In 1998, James L. Lacy selected one designed for the Save the Children organization and used the ties to recognize gifts to The Rotary Foundation. The first presidential scarf also appeared that year. In 2006-07, William B. Boyd wanted his tie to echo the blue and green hues of the paua shell, which is found in his native New Zealand.

As the tradition has evolved, presidential ties and scarves have been presented as gifts by the incoming RI president to district governors, directors, trustees, and others at the International Assembly. Most presidents also give them to dignitaries outside the organization. The remaining limited-edition ties and scarves are distributed upon request to Rotarians who make US$125 contributions to the Foundation (until supplies run out).

The design is usually related to the theme the president chooses, and the president's spouse is often involved in the final selection of the tie and the scarf. John Kenny's tie is embossed with a pattern of splayed hands in keeping with the theme The Future of Rotary Is in Your Hands. The tie that landed with Ray Klinginsmith's presidency connects with the theme for his term, Building Communities – Bridging Continents.
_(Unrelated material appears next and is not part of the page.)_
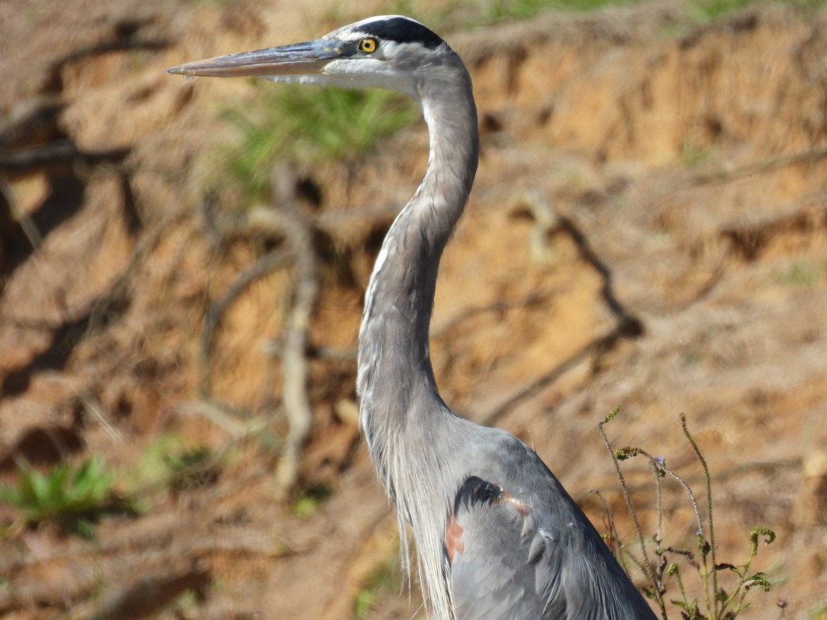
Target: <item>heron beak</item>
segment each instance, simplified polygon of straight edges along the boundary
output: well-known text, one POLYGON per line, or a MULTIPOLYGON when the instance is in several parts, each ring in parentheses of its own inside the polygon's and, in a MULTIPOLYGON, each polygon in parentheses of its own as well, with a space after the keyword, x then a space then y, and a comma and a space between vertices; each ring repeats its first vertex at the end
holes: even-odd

Designing the presidential tie "is the most fun thing that we do," says Jane DeMoss, manager of the Design Department at RI headquarters in Evanston, Ill., USA. The process, from initial concept to final production, typically takes about six months.

The eight designers on staff each provide several ideas based on the incoming president's chosen theme and jacket as well as personality and culture. The tie manufacturer adapts the designs and presents samples to the president-elect to choose from. Although it may not be a heated competition, there is, of necessity, a neck-and-neck battle.